300 words with…
Marilena Mela
Lecturer and PhD candidate Faculty of Humanities Vrije Universiteit Amsterdam
Heritage, landscape, and sustainability in four European Islands
Memories and stories of the past are channels through which we connect to our environments. In parallel, multiple traces of the past live on in landscapes, which provide windows into the ways people and environments mutually transformed each other at different times.
Heritage studies recognizes that the understanding of the past relates to courses of action about the future. This aspect is crucial at a time of environmental and social crises, when forms of action towards the “saving” of the planet seem to clash with continuing agendas of expansion, extraction, and growth. Sustainable development strategies seem to rely mostly on technological, top-down solutions of global or national scales, the impact of which is elusive and unevenly distributed. Instead, humanities research puts forward the need to engage with specific landscapes, with the frictions and conflicts produced both by climate change and climate mitigation, and with their (often sustainable) pre-capitalist pasts.
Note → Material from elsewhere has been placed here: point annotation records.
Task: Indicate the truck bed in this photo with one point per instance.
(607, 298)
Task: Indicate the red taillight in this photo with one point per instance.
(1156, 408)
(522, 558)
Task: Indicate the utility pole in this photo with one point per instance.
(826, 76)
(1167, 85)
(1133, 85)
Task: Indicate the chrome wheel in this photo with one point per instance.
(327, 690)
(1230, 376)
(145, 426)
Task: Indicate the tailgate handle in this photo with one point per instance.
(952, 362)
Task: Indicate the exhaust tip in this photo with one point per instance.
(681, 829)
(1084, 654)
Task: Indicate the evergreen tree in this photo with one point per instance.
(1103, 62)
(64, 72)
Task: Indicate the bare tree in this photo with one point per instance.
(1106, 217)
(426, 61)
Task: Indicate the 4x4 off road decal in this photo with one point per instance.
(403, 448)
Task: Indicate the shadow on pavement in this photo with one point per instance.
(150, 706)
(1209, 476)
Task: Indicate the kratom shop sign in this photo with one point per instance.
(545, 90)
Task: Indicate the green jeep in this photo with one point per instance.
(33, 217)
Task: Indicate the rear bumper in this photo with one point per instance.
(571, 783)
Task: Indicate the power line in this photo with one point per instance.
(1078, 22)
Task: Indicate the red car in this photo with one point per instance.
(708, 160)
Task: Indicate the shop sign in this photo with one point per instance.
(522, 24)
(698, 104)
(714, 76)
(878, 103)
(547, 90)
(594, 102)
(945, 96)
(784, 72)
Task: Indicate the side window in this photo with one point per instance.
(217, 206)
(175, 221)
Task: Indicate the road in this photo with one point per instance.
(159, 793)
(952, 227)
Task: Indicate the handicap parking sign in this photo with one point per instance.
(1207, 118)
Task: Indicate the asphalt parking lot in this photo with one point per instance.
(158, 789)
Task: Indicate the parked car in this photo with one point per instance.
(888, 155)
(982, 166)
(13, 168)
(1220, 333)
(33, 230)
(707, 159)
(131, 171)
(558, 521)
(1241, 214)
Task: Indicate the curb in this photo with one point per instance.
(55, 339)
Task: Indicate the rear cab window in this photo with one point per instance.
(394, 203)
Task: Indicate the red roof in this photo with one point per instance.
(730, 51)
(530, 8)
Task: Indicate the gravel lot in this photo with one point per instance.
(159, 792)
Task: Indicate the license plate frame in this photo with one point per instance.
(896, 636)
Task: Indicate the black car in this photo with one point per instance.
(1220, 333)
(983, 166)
Heritage, memories, and local knowledge are ways to unlock such distinct pasts.
Under these premises, my PhD research looks at relationships between heritage and sustainability in four archipelagoes around Europe: the Wadden Islands in the Netherlands, the Cyclades in Greece, Shetland in Scotland, and the Aeolian Islands in Italy.
"Heritage, memories, and local knowledge are ways to unlock such distinct pasts."
It discovers responses to the environmental crisis expressed as collaborative initiatives, as resistance to top-down planning, or as virtual indifference; and it connects such responses to the long geological and human histories of these places.
This comparative methodology sheds light on alternative and coexisting conceptualizations of human-environment relationships, both in the past and the present. Instead of concrete results, its impact lies with the thick local stories that it tells, inviting the readers (researchers, activists, policymakers, local actors, or other audiences) to participate in the life, troubles, and global-local friction that characterizes the four island landscapes; and in doing so, to think along on established and emergent courses of action around shared environments.

Marilena Mela (1991) is a lecturer and PhD candidate in the Faculty of Humanities of Vrije Universiteit Amsterdam. She is trained in architecture and architectural theory, and she is conducting her PhD within the European project HERILAND which explored the relationships between cultural heritage and spatial planning. She obtained her MSc Architecture Engineering in 2016 and MSc Research in Architecture in 2019.